[
https://issues.apache.org/jira/browse/HIVE-6489?page=com.atlassian.jira.plugin.system.issuetabpanels:comment-tabpanel&focusedCommentId=13938184#comment-13938184
]
Joe Rao commented on HIVE-6489:
-------------------------------
A succinct way of wording the problem is:
- Hadoop daemons create the /tmp/hive-<username> directory with their group
ownership
- User data loaded via LOAD DATA LOCAL INPATH is staged in
/tmp/hive-<username>, inheriting its group ownership
- User data is moved to the table directory, but keeps the group ownership of
/tmp/hive-<username>
The desired behavior is:
- Data loaded with LOAD DATA LOCAL INPATH inherits the group ownership of the
table directory
This could be solved by:
- Removing the need to stage the data in /tmp, OR
- Adding a step to LOAD DATA LOCAL INPATH to change the group ownership, after
the load completes (this one is probably an easier solution)

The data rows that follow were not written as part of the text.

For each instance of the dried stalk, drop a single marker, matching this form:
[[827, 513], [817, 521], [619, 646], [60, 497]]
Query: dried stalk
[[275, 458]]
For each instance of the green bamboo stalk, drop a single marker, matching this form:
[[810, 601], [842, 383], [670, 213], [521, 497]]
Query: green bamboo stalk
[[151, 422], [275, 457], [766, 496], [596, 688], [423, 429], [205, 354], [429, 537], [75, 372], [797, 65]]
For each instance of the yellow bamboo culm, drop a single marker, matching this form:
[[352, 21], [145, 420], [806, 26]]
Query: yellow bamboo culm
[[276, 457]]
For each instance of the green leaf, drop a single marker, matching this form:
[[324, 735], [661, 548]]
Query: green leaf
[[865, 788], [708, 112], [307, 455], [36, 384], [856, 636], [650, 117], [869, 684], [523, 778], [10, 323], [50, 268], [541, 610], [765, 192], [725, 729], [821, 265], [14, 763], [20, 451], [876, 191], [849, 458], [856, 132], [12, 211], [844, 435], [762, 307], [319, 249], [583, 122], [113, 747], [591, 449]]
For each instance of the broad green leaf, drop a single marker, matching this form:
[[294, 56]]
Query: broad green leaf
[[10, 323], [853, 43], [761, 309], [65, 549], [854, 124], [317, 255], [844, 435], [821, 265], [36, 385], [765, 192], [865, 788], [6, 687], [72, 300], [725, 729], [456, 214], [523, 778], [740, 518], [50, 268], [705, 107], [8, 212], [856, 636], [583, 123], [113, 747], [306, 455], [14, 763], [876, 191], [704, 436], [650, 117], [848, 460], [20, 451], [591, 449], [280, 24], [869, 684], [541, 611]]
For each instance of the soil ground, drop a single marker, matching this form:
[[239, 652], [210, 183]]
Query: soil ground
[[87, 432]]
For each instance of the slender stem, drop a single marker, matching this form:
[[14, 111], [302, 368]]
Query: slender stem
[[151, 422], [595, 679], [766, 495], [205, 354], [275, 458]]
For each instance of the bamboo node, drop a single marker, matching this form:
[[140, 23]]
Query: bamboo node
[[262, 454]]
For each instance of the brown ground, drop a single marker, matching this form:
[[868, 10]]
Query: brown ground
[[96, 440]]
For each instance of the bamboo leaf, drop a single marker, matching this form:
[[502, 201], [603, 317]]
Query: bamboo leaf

> Data loaded with LOAD DATA LOCAL INPATH has incorrect group ownership
> ---------------------------------------------------------------------
>
> Key: HIVE-6489
> URL: https://issues.apache.org/jira/browse/HIVE-6489
> Project: Hive
> Issue Type: Bug
> Components: Import/Export
> Affects Versions: 0.9.0, 0.10.0, 0.11.0, 0.12.0
> Environment: OS and hardware are irrelevant. Tested and reproduced
> on multiple configurations, including SLES, RHEL, VM, Teradata Hadoop
> Appliance, HDP 1.1, HDP 1.3.2, HDP 2.0.
> Reporter: Joe Rao
> Priority: Minor
> Original Estimate: 24h
> Remaining Estimate: 24h
>
> Data uploaded by <user> via the Hive client with the "LOAD DATA LOCAL INPATH"
> method will have group ownership of the hdfs://tmp/hive-<user> instead of the
> primary group that <user> belongs to. The group ownership of the
> hdfs://tmp/hive-<user> is, by default, the group that the user running the
> hadoop daemons run under. This means that, on a Hadoop system with default
> file permissions of 770, any data loaded to hive via the LOAD DATA LOCAL
> INPATH method by one user cannot be seen by another user in the same group
> until the group ownership is manually changed in Hive's internal directory,
> or the group ownership is manually changed on hdfs://tmp/hive-<user>. This
> problem is not present with the LOAD DATA INPATH method, or by using regular
> HDFS loads.
> Steps to reproduce the problem on a pseudodistributed Hadoop cluster:
> - In hdfs-site.xml, modify the umask to 007 (meaning that default permissions
> on files are 770). The property changes names in Hadoop 2.0 but used to be
> called "dfs.umaskmode".
> - Restart hdfs
> - Create a group called "testgroup".
> - Create two users that have testgroup as their primary group. Call them
> "testuser1" and "testuser2"
> - Create a test file containing "Hello World" and call it "test.txt". It
> should be stored on the local filesystem.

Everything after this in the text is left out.